“Affluenza Defense” To Be Banned?
The cover story in the May issue of D Magazine takes a rare look at Fort Worth. The infamous Ethan Couch and his dysfunctional parents are profiled two years after the horrendous DUI crash that killed a 24 year-old woman and three Good Samaritans and left a young man whom I represented totally paralyzed.
The article by Michael Mooney, who helped bring the American Sniper story to light, chronicles how the kid became a killer. He grew up in a huge home where he was given everything. For example, he was allowed to drive himself to school at 13; his father bragged that he was better than most drivers. At 15, he was given a F-150 with a Harley-Davidson package and unlimited freedom. His parents always praised him and never punished him. The parents were law-breakers themselves (see photos that follow). It’s not much surprise that he thought he was above the law.
Was The Juvenile Judge’s Decision Fair?
You will remember that the teen was largely relieved of responsibility. How did he get away with vehicular manslaughter and intoxication assault? Couch’s blood alcohol concentration was a shocking.24 percent and he had drugs in his system.

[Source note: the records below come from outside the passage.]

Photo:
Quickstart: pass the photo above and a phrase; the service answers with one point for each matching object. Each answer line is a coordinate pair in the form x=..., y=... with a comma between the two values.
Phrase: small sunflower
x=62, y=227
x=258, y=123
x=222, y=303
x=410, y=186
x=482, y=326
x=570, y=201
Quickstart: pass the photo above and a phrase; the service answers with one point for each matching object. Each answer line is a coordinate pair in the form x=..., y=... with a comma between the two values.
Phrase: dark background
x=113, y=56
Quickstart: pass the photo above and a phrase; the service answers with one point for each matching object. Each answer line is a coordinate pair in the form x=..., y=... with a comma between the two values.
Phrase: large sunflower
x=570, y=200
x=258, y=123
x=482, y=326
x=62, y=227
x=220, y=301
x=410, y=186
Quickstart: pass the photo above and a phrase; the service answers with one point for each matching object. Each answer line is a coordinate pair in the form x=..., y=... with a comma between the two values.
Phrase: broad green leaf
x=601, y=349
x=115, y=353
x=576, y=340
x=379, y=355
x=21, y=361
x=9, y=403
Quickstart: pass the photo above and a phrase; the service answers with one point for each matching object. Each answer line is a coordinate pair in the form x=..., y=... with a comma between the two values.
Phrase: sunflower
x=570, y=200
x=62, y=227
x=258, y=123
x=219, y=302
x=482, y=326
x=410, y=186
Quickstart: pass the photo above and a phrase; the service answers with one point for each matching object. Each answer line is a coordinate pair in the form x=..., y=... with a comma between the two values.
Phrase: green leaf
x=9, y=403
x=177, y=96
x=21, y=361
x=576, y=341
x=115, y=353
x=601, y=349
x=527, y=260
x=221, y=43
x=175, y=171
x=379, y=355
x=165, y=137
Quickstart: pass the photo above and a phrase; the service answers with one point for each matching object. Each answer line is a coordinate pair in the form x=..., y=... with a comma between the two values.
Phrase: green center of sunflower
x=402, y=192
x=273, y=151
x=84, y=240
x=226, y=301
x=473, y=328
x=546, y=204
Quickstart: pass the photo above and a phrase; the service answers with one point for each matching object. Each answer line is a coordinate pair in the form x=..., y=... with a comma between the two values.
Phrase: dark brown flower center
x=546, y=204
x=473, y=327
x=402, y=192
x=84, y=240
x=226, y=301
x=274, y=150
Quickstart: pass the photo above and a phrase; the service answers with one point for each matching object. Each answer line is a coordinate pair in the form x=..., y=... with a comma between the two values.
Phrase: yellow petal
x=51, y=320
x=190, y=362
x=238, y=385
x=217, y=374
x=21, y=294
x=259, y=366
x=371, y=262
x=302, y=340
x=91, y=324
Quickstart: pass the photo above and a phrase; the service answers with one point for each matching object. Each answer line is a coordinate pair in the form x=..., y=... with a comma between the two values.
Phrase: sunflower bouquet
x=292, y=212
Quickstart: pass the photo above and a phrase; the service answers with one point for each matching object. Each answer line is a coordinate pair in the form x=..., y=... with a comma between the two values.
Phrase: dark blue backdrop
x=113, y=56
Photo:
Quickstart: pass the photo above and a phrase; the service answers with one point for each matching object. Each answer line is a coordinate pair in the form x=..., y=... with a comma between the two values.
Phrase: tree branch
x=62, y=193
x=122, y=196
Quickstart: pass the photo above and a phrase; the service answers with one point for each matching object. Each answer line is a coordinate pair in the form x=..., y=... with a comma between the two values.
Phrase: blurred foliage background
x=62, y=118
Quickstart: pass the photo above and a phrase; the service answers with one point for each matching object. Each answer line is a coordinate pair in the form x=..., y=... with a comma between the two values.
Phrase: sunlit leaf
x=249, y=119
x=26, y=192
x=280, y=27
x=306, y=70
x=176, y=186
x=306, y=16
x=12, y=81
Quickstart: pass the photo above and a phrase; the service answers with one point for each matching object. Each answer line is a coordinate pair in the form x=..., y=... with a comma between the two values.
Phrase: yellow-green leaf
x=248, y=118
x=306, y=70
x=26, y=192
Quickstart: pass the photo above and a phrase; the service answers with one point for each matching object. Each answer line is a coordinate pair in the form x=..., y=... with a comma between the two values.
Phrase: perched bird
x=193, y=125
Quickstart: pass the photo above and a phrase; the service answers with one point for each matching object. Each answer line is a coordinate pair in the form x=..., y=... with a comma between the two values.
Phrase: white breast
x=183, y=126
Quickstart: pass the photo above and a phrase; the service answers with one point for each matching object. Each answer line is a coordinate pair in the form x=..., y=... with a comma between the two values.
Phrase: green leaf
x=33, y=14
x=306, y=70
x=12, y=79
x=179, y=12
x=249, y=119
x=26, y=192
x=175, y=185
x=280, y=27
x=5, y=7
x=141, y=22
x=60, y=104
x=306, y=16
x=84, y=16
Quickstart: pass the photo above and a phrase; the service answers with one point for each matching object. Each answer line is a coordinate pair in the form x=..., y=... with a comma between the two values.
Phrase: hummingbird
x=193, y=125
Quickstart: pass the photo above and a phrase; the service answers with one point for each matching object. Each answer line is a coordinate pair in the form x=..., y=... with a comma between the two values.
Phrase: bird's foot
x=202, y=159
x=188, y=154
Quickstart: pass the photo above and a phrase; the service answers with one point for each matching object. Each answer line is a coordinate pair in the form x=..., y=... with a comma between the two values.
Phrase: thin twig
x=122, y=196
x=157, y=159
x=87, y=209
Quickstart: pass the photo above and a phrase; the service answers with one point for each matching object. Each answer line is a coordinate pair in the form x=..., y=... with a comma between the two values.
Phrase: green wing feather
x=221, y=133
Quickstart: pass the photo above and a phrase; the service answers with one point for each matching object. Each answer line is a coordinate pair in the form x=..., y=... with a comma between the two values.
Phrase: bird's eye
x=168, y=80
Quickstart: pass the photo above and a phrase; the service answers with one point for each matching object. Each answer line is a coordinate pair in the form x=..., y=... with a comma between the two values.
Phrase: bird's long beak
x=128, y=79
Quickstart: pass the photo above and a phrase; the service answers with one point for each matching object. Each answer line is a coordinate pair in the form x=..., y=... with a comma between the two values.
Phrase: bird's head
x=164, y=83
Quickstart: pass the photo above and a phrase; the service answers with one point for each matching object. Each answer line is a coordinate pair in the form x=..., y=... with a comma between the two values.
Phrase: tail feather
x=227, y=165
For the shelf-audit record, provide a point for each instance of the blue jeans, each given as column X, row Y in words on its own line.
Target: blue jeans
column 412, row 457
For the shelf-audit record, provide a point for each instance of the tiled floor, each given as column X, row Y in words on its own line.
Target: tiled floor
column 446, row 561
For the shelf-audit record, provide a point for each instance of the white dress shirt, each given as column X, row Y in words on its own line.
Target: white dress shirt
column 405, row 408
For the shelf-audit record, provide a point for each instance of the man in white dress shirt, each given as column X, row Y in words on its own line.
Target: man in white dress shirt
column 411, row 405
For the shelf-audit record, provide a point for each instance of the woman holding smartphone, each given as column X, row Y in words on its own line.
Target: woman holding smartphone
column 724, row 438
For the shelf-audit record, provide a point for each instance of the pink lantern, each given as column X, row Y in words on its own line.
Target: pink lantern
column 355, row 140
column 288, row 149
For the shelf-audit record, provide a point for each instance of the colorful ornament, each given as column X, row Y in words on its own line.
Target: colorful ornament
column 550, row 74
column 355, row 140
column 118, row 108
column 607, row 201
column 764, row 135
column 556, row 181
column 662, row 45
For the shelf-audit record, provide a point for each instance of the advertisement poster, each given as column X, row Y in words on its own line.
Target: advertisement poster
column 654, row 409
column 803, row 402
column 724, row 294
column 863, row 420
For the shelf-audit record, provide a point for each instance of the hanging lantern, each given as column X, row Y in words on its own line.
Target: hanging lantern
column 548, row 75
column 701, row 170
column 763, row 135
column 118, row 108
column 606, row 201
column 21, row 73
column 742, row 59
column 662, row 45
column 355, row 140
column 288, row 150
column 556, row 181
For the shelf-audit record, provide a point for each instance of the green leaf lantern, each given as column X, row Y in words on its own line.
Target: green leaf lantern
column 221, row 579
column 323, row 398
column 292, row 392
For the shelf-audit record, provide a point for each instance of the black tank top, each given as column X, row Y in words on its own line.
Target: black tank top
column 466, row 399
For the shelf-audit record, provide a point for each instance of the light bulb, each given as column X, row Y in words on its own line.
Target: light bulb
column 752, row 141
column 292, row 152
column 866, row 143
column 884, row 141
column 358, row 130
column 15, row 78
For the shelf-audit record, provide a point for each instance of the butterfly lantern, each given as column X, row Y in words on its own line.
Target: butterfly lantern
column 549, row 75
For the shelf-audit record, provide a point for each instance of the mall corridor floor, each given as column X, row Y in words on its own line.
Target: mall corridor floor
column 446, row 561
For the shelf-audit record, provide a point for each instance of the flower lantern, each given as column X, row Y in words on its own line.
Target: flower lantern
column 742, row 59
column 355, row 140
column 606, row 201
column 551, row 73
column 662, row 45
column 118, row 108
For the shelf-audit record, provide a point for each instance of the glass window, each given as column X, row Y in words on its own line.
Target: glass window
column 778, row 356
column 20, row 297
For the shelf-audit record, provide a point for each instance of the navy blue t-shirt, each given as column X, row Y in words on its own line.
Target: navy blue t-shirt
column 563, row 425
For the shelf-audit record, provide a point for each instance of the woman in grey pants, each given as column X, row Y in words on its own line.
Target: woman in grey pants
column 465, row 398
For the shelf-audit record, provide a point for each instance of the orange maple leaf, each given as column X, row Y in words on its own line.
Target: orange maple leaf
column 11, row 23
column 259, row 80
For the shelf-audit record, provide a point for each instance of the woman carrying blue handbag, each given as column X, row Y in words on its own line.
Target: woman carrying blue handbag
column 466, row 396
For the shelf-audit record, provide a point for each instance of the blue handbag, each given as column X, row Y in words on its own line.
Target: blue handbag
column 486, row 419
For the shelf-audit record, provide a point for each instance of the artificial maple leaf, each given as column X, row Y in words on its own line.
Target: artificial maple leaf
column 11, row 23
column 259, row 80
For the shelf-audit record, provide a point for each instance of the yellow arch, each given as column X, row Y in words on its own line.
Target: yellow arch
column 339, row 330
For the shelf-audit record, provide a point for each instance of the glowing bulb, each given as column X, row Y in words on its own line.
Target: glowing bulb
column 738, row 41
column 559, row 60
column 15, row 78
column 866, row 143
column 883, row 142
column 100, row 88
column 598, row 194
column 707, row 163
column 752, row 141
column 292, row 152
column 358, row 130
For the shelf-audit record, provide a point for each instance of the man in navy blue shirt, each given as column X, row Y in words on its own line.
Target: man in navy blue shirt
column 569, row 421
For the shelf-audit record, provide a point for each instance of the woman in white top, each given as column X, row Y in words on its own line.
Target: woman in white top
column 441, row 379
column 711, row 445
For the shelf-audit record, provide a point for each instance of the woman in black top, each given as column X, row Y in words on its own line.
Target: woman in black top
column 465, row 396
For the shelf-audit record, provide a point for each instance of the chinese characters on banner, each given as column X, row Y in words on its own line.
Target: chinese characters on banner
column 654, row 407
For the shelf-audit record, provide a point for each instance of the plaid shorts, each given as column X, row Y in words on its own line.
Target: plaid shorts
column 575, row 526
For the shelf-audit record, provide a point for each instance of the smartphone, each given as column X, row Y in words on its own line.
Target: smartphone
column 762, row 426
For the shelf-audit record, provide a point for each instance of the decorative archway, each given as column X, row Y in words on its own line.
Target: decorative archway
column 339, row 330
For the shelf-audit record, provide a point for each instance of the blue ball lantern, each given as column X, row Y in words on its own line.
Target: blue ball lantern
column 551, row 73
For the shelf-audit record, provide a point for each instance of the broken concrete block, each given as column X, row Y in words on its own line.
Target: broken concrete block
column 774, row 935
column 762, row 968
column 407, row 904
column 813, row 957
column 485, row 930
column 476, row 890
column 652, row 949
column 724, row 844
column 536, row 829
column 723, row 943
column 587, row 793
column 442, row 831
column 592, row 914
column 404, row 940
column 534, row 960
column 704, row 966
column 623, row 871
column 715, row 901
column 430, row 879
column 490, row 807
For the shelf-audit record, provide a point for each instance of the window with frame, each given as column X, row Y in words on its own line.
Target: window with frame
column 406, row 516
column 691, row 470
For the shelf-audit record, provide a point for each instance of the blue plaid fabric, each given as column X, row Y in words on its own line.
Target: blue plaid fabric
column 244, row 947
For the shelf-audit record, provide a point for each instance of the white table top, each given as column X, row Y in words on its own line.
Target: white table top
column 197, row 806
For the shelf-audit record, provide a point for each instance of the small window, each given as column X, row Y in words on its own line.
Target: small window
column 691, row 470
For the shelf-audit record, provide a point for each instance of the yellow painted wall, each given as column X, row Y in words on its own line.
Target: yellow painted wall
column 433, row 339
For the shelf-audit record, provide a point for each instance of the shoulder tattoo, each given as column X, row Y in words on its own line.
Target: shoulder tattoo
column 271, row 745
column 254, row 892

Every one assumed he would be sentenced to jail — presumably not the maximum 20 years, but for a while. After one witness, the defense’s psychologist, suggested that the kid was a victim of affluenza, that he was just too rich and coddled by his permissive parents to know any better, a volcano of outrage erupted. It is not clear that the judge was swayed by this comment in making her decision.
The article examines the uber controversial ruling that was criticized around the world. The judge sentenced Couch to an indefinite sentence in a rehabilitation facility and gave him a ten year probated sentence. She also prohibited him from driving, drinking, or using drugs for ten years, limited his contact with his parents, and required counseling in an effort to rehabilitate him. Other first time offender juveniles are often given options like these, according to other attorneys I’ve talked to since.
I was present during the three days of testimony and the sentencing and the victims’ families were devastated by the decision, as you can well imagine. But today’s Dallas Morning News reports that our state legislature is on the verge of passing new laws designed to do set kids straight and not turn immediately jail them if there is a chance of rehabilitation.
At the very least, the level of venom that the mention of affluenza raised discourages its use in future cases. Any affluenza defense may even be barred in Texas under pending legislation. Other state legislators have also considered laws that ban this defense strategy. A California lawmaker introduced an anti-affluenza defense bill last year that died in the House. And there simply is no excuse for driving drunk or stoned.
During 35 years of representing DUI victims and their families, this is the most gut-wrenching case I’ve been involved in. Hopefully parents read this article, remember the tragedy, and rein in any out-of-control teens so we can prevent disasters like this from happening again.